The stepped wedge design of this trial meant that the lengths of control and intervention data collection varied between sites. As a result, there were some differences in the characteristics of patients in the pre and post intervention data driven by differences between the services, but this was accounted for by clustering in the analysis. This aspect of the design also meant that the last site to receive the intervention had a follow-up period of only 3 months. It is possible that this was not long enough to measure the true effect of the intervention. Conversely, over a longer follow-up period, sustainability of the intervention may come into question, as the effect of the initial injection of resources wears off and support from the research team is withdrawn. The relatively short follow-up time (particularly for the last site to receive the intervention) is a limitation of the current trial, and further research is required to look at longer-term outcomes. A further challenge of the trial design was that it provided for little flexibility in the timing of implementation of the intervention, reducing backlogs and embedding new processes into practice. It is therefore likely that greater benefits may be achieved when implementing STAT without these limitations.

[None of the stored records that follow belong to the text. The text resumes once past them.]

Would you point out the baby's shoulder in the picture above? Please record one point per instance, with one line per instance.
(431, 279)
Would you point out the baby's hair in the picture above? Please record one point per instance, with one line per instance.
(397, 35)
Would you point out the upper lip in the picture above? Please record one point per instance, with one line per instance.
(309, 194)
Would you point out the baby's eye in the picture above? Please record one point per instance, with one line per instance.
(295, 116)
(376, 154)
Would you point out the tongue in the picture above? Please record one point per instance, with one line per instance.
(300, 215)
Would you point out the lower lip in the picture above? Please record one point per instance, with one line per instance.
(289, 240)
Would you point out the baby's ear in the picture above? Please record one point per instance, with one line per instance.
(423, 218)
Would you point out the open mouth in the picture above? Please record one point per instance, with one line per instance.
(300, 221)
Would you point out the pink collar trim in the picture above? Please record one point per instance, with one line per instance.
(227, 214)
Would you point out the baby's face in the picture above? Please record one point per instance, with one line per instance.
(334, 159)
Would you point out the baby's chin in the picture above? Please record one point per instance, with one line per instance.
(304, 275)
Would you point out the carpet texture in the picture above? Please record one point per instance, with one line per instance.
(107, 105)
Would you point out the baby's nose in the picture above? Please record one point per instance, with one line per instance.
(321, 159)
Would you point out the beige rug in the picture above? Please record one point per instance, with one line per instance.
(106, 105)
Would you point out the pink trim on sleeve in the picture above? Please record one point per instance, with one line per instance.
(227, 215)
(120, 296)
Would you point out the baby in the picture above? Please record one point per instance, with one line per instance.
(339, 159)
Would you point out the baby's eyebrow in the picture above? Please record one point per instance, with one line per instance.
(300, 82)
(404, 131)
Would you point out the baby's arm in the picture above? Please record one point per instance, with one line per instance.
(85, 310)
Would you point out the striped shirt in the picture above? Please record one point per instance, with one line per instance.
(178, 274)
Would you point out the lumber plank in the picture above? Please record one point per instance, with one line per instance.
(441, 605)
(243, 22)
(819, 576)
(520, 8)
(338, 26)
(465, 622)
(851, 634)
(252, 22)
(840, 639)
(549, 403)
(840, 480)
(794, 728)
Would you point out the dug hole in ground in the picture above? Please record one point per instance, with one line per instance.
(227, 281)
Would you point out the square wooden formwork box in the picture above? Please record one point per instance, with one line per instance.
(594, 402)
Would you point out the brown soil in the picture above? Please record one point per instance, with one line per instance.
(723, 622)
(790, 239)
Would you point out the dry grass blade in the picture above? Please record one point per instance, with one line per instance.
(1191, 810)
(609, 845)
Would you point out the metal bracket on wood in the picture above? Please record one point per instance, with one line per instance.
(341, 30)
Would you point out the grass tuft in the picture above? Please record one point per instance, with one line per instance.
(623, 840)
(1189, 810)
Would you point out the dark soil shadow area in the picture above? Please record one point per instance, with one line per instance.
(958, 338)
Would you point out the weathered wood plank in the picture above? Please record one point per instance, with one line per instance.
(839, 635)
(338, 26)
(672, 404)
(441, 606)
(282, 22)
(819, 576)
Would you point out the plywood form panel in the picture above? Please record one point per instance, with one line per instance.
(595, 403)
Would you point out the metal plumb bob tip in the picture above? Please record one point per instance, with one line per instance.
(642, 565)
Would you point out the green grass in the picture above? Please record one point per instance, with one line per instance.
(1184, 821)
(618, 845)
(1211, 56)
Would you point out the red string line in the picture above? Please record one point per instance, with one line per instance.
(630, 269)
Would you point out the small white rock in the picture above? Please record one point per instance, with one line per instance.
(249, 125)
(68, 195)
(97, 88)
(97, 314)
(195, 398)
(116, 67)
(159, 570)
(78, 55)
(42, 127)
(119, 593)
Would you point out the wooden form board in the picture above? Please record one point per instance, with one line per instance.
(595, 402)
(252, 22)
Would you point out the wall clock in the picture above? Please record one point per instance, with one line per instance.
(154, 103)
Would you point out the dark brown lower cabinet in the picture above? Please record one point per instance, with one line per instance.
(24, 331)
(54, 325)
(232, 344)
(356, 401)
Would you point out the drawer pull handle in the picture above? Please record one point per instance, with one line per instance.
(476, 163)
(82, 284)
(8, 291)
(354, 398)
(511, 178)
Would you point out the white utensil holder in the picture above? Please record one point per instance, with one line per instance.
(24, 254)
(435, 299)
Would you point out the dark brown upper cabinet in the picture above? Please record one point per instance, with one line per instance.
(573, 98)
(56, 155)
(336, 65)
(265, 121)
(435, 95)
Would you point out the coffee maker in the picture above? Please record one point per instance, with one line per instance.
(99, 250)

There were some minor deviations from the protocol due to the characteristics of the services selected for inclusion and availability of the required data. We intended to collect data on the number of patients on the waiting list at key time points for each service to assess the fidelity of the implementation strategies to reduce backlog at each site. It was not possible to collect these data across all sites due to differences in the way that waiting list data were recorded. Instead, we analysed waiting time for a sample of 20 consecutive patients at each time point rather than counting the number of patients on the waiting list. We also intended to analyse the number of group and individual appointments across sites and time periods to see whether the new model of care led to increased use of group appointments, as observed in a previous trial ; however, this was not necessary as the majority of the sites selected for inclusion in the trial did not offer group appointments as a treatment option.